Francesca Mazzoleni non segue la strada più classica, cioè l’intervista ad alcune delle persone più rappresentative che vivono sul posto. Entra con discrezione ma anche con complicità all’interno delle loro famiglie e cattura momenti veri di vita vissuta come la discussione su Pasolini (che, come vien specificato, non è stato ucciso all’Idroscalo ma nell’area dove oggi si trova la LIPU) con chi lo difende (“è stato un maestro di vita e le cose che ha scritto si stanno avverando”) e chi lo attacca a causa della sua vita privata, ma anche la disillusione nei confronti della sinistra (“il PD di una volta non c’è più”).
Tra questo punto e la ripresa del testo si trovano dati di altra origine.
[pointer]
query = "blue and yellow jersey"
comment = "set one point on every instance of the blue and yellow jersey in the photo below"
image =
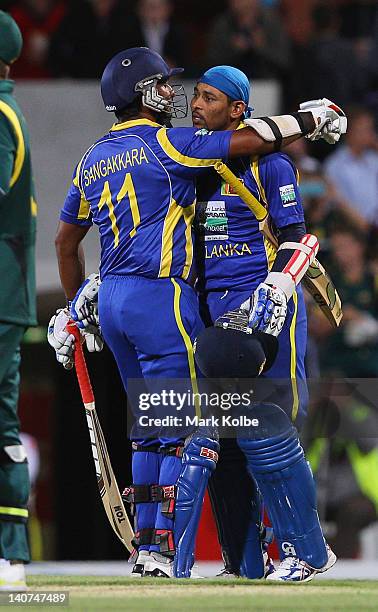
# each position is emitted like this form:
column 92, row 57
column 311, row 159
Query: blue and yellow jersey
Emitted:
column 231, row 251
column 136, row 183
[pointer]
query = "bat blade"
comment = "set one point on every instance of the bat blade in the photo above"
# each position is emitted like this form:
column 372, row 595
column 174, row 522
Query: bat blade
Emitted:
column 108, row 488
column 106, row 480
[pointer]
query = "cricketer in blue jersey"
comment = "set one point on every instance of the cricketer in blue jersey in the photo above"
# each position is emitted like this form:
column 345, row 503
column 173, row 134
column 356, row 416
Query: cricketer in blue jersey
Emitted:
column 137, row 184
column 234, row 259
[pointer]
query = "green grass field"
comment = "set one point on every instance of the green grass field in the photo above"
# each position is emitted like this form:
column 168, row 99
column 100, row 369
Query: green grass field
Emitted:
column 89, row 593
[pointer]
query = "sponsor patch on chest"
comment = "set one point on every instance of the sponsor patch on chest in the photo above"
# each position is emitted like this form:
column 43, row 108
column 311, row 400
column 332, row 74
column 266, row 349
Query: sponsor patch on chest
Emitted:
column 287, row 193
column 227, row 189
column 216, row 221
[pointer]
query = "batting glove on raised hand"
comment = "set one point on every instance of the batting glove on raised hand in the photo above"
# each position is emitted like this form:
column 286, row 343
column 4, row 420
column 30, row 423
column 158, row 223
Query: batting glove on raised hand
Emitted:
column 267, row 309
column 329, row 117
column 84, row 311
column 61, row 340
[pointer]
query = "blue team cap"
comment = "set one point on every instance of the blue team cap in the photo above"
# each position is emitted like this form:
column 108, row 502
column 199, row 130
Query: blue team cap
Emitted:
column 231, row 81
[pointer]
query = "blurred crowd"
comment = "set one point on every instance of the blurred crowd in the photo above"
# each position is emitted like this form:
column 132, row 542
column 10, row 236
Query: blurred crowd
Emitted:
column 312, row 48
column 302, row 43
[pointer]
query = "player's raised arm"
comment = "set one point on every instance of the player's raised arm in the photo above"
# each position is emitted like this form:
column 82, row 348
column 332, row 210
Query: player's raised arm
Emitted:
column 320, row 119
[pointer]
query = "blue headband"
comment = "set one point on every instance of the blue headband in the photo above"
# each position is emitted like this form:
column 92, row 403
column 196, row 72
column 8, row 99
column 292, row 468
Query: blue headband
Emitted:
column 231, row 81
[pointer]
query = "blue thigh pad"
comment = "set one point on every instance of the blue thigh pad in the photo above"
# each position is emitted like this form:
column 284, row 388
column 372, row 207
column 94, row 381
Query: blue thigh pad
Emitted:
column 276, row 460
column 199, row 460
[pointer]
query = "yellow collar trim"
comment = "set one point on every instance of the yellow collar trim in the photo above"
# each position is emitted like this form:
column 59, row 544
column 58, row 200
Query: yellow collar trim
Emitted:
column 126, row 124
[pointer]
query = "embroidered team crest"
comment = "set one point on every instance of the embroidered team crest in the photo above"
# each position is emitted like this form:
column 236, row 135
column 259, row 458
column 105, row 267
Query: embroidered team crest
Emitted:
column 227, row 189
column 288, row 197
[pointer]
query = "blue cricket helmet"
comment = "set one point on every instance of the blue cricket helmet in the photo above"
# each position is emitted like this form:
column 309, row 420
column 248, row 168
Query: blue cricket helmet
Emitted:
column 132, row 72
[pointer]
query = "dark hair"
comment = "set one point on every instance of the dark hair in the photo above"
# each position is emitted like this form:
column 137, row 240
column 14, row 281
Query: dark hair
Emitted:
column 3, row 69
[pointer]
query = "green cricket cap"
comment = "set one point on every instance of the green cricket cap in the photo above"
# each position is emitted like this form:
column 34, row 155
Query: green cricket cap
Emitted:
column 10, row 38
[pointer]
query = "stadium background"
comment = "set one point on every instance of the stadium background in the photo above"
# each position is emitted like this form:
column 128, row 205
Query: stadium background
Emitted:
column 65, row 114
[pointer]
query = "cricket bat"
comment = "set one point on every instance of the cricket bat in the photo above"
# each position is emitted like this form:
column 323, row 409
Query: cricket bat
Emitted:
column 106, row 480
column 316, row 280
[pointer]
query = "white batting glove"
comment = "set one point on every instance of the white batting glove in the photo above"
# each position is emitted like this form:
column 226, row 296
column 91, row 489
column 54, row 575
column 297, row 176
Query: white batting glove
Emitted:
column 84, row 311
column 329, row 117
column 84, row 306
column 267, row 309
column 62, row 341
column 93, row 339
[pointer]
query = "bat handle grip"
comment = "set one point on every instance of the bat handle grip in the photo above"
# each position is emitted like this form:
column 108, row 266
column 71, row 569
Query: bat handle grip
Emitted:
column 80, row 365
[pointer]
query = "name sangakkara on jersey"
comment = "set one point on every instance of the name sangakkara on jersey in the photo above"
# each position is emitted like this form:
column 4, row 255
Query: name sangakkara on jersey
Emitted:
column 113, row 164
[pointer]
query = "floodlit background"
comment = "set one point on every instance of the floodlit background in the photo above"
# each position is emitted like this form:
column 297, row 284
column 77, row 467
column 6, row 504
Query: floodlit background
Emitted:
column 292, row 50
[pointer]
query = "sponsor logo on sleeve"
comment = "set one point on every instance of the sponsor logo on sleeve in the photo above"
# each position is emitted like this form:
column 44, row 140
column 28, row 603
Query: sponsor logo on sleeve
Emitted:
column 288, row 197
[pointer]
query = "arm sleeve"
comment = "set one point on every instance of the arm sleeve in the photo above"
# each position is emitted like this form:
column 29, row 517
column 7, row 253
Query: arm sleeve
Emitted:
column 76, row 208
column 280, row 185
column 7, row 155
column 187, row 151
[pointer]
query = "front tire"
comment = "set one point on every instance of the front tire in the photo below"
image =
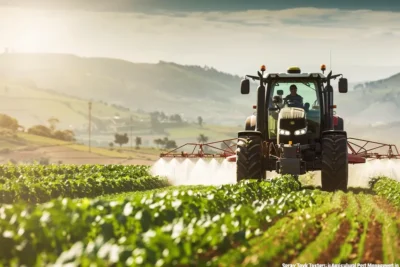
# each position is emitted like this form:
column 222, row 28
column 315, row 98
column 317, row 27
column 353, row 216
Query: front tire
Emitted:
column 249, row 157
column 334, row 171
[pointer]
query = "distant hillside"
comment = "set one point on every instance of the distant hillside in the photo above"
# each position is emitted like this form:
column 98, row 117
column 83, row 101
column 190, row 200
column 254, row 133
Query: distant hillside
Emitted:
column 32, row 106
column 188, row 90
column 374, row 102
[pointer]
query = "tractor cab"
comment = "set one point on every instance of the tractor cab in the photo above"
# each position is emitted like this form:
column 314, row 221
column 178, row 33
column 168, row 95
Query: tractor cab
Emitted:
column 293, row 107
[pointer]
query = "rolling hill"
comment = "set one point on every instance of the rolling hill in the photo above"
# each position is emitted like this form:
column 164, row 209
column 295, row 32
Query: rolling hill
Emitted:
column 34, row 87
column 188, row 90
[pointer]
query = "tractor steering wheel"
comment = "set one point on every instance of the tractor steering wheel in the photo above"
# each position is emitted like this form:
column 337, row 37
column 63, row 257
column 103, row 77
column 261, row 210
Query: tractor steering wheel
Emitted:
column 293, row 103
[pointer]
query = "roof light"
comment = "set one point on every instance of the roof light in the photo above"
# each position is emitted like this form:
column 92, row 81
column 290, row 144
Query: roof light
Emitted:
column 294, row 70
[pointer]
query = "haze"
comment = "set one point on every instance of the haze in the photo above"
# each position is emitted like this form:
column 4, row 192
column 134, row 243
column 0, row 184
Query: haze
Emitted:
column 364, row 43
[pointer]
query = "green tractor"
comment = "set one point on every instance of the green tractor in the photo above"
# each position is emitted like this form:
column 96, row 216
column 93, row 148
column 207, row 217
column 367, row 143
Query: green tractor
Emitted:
column 292, row 135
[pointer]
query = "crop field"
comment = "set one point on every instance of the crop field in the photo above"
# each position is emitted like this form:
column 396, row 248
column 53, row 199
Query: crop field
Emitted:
column 115, row 215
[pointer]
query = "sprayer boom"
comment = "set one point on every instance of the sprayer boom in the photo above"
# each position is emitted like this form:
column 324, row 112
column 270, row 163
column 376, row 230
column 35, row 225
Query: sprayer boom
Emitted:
column 204, row 150
column 361, row 147
column 359, row 150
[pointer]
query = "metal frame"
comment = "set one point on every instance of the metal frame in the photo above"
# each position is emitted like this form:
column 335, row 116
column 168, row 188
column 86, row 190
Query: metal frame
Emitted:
column 201, row 154
column 367, row 153
column 356, row 150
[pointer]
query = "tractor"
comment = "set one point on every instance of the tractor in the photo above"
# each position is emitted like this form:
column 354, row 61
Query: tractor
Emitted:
column 294, row 135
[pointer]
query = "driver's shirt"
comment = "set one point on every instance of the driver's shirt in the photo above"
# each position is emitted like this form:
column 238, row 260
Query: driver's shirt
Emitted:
column 298, row 100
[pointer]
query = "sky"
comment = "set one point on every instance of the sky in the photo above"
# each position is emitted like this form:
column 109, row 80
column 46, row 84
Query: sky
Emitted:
column 232, row 36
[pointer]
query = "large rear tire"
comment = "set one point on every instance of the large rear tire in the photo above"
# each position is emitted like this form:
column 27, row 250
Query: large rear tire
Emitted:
column 249, row 159
column 334, row 171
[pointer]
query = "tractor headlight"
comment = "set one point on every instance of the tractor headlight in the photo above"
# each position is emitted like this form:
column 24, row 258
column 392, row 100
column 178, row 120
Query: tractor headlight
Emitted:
column 300, row 131
column 284, row 132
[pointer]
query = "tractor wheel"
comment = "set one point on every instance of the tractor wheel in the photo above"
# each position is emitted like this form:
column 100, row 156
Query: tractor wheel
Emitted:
column 334, row 171
column 340, row 125
column 249, row 159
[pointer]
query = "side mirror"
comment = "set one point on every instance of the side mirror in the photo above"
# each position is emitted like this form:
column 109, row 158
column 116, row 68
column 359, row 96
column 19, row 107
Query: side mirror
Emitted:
column 245, row 87
column 276, row 100
column 343, row 87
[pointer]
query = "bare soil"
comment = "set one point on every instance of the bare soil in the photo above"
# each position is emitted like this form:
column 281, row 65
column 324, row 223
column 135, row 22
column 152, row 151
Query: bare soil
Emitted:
column 373, row 243
column 65, row 155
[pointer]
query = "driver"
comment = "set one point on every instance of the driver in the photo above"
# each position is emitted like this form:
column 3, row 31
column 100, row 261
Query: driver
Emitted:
column 294, row 97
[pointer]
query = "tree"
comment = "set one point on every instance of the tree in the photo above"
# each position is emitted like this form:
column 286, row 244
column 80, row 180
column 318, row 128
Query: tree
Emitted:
column 202, row 138
column 40, row 130
column 121, row 139
column 8, row 122
column 53, row 122
column 66, row 135
column 226, row 144
column 200, row 121
column 166, row 143
column 138, row 142
column 158, row 142
column 170, row 144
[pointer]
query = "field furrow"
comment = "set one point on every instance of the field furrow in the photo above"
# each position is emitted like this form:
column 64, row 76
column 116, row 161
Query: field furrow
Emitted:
column 134, row 219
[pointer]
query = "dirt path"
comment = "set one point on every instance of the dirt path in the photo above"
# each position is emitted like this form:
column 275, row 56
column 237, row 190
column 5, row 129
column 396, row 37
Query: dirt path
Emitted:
column 66, row 155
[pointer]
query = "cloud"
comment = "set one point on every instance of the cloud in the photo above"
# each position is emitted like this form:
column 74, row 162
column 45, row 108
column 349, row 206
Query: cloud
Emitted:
column 230, row 41
column 151, row 6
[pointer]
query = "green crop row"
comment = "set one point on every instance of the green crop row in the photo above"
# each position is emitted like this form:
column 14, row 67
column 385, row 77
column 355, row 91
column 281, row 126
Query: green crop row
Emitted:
column 41, row 183
column 174, row 227
column 388, row 188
Inoltre è esplosivo lo scontro tra la figlia che desidera fare la parrucchiera e la madre che vorrebbe che continuasse a studiare dove non sembra esserci neanche il minimo sospetto di recitazione o preparazione, ma appare quasi un frammento rubato.

Tra questi ce ne sono diversi in Punta sacra: quello del rapper che rende omaggio a Victor Jara, il musicista e poeta cileno che è stato ucciso il 16 settembre 1973, cinque giorni dopo il golpe di Augusto Pinochet; del sacerdote davanti agli articoli di giornale sulla demolizione del 2010; la vita di tutti i giorni dei ragazzi, figli di quel luogo che si poggia anche di loro per sopravvivere.

Suddiviso in sette capitoli (Mare, Terra, Madre, Padre, Figli, Fede, Festa), conserva l’anima di Punta sacra. Va oltre il documentario. È un’esperienza, una condivisione, una confessione in prima persona dove le tracce di narrazione si sgretolano progressivamente in un dialogo a cuore aperto.